Spiles (taps) can be found at mom & pop type hardware stores. There is a lawn/garden supply in downtown Ann Arbor (5th Avenue maybe, the street that is one block west of Main St.) that has them. 

I like my pancakes swimming in the stuff, literally soggy with syrup!


----------



## Fishndude (Feb 22, 2003)

I have to admit that my favorite way to have some syrup is just to take spoonfuls while is it hot and fresh - right before I can it. It just doesn't get any better than that. I haven't had any production in the last couple days - it just hasn't been sunny. But I still am cooking the first slug of sap I got - probably have enough to can 2 pints; but I will wait until it at least makes sense to can some - a gallon or two.


----------



## dugal (Aug 17, 2006)

We tapped half a dozen a couple years ago, got about a quart that boiled down to... well, you know, not much but we were hooked. I now have 2 dozen SPILES and have identified as many nice sugar maples on my Cheboygan Co. property. With weather patterns the way they are this season when do you think a good time to start tapping would be?

Doug


----------



## kroppe (May 7, 2000)

Start now! You can't tap too early, but you can tap too late. Too early and the worst that happens is you get low amounts of sap. Too late and you get bitter sap, as the trees start to bud.


----------



## Backwoods-Savage (Aug 28, 2005)

Once the buds start to open it is time to pull the buckets!

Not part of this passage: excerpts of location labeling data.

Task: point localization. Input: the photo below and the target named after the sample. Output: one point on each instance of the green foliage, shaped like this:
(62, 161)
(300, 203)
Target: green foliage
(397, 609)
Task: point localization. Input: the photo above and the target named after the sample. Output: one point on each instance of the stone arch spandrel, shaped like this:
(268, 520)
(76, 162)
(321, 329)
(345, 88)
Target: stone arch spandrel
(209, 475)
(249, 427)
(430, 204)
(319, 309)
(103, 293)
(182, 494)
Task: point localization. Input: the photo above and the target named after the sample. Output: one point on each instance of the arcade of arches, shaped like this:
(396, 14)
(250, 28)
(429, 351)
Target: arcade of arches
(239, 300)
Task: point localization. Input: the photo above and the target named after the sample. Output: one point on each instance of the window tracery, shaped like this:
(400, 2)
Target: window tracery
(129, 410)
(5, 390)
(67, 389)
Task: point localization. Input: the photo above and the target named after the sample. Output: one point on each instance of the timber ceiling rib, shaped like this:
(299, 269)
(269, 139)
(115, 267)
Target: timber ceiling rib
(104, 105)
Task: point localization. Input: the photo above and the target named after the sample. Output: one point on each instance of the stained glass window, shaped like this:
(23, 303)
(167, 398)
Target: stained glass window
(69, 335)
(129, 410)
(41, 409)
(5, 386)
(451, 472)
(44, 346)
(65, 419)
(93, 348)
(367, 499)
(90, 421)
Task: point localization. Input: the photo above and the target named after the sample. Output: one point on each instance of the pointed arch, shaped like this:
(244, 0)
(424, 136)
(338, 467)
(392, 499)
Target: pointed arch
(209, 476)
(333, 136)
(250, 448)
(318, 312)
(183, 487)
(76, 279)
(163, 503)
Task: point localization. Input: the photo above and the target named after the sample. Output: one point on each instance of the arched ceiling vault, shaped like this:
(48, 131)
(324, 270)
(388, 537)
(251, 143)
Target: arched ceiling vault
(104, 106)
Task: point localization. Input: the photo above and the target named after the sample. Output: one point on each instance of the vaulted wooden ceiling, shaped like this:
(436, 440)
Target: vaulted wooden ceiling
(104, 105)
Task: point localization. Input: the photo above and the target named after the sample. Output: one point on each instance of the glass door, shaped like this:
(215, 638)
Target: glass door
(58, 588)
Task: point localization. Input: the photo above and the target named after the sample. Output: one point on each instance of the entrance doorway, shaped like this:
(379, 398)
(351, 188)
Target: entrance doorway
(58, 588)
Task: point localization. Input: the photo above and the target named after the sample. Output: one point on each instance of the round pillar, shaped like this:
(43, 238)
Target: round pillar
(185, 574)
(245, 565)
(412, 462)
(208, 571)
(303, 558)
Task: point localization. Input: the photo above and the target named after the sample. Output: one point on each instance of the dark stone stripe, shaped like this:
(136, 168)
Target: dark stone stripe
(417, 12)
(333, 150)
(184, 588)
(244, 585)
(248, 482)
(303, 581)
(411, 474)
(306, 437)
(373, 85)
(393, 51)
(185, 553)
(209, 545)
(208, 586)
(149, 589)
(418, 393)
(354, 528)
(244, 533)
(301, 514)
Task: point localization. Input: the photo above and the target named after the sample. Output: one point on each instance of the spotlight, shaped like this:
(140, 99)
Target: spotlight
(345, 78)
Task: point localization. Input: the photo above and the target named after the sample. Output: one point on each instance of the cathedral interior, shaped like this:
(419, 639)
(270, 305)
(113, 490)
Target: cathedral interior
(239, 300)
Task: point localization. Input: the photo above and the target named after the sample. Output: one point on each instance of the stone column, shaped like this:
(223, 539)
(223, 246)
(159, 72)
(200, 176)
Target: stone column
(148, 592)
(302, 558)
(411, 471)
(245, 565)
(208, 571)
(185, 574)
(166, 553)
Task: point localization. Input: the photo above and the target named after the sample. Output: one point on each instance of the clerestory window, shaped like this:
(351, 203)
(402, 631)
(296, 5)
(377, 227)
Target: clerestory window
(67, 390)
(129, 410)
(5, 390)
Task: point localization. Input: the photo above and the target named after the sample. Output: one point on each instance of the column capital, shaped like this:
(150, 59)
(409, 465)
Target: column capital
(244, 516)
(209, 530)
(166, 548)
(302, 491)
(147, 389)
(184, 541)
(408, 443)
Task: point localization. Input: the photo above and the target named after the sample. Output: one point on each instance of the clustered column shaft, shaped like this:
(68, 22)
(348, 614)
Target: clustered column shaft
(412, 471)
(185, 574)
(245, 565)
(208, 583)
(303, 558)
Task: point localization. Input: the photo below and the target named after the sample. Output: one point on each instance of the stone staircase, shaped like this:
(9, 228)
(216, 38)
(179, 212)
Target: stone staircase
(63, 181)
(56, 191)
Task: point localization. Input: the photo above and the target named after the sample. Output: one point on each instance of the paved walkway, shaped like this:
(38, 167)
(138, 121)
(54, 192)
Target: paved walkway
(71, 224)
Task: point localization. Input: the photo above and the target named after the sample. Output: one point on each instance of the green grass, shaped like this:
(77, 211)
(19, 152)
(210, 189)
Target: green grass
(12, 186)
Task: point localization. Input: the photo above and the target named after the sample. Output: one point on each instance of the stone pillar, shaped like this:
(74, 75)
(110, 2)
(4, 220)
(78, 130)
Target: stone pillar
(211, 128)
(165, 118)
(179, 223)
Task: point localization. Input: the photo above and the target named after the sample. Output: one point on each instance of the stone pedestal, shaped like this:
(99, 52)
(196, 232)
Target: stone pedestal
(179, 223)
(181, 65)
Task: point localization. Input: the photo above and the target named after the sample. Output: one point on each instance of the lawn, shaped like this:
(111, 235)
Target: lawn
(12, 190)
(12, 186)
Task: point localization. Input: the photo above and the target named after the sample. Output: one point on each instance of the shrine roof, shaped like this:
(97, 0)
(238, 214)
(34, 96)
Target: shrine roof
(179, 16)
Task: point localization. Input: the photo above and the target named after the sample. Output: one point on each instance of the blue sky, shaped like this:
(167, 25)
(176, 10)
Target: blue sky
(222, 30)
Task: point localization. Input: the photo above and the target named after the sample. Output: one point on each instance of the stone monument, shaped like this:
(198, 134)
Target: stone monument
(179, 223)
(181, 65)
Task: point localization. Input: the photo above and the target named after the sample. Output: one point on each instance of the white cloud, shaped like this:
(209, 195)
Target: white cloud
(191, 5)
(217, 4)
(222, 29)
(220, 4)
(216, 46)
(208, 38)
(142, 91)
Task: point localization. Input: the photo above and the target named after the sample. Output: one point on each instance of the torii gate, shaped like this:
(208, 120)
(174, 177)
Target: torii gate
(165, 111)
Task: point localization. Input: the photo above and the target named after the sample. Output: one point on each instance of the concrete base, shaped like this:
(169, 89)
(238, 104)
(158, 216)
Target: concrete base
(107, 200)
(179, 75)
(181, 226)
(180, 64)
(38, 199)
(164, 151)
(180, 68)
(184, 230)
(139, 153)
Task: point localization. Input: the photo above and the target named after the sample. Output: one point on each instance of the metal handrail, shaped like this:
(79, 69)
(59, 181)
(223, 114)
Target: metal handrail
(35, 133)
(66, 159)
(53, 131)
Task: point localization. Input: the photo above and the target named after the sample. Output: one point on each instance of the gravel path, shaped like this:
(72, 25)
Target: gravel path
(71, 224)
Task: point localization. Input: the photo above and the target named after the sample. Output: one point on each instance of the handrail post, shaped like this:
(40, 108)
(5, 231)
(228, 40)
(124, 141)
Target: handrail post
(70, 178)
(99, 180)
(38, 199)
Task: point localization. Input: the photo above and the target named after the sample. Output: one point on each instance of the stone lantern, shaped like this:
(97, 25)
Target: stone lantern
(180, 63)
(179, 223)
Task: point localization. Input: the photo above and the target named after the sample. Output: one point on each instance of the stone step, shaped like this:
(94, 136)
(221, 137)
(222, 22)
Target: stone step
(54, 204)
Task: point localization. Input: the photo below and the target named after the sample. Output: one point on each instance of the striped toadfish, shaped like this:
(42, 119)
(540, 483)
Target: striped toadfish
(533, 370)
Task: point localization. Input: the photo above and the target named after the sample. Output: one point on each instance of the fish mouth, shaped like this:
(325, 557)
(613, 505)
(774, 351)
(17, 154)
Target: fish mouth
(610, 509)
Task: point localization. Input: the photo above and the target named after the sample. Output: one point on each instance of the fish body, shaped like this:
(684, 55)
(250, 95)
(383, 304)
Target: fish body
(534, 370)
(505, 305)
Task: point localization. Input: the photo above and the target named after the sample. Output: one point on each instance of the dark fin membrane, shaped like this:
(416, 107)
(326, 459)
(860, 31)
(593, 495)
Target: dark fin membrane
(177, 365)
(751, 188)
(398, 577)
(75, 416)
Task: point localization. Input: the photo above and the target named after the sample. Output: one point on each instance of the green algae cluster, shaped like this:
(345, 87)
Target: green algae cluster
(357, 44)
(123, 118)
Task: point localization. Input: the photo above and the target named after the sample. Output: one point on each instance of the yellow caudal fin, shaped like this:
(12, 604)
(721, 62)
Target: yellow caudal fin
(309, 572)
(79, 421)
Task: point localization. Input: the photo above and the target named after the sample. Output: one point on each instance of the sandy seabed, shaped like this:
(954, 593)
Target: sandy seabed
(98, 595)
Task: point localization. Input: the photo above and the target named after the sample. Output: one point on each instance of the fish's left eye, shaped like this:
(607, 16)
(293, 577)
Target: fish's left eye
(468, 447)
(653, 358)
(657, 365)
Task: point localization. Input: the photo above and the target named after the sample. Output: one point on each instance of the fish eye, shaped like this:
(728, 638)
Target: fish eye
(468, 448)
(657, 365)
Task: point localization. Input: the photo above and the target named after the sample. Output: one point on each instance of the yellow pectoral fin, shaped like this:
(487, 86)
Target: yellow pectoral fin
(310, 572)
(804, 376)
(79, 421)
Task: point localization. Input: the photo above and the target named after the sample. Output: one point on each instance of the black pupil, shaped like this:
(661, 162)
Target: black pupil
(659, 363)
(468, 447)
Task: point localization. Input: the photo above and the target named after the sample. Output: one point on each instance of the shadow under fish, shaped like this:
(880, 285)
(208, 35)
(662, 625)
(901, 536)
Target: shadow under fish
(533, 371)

I like to drink the syrup when it is about 3/4 done. Best tasting tea you'll ever have. 

Yes I agree that the hoses are the best thing. Years ago not many did it but it surely makes a huge difference! You don't pick up other crap, it stays out of the rain etc. A huge plus is if your land slopes so you can run the taps into a big hose with a big collector at the bottom of the hill. Saves much work.


----------



## Fishndude (Feb 22, 2003)

In order for sap to run, it has to be above freezing in the daytime, and below freezing at night. When the ground is first thawing (and is still frozen), you might get sap continuously if it stays a few degrees above freezing overnight. Once the ground thaws, if the temp stays above freezing for a couple of days, the sap will stay in the tree, and will not drip any longer. You have to get it while it is flowing upward during the daytime, and flowing back downward at night. The upward flow in the daytime is what produces a good flow.


----------



## Gander Club (Dec 31, 2004)

The tree I have tapped is running like crazy today. It's 40 to 41 degrees right now. It's time!


----------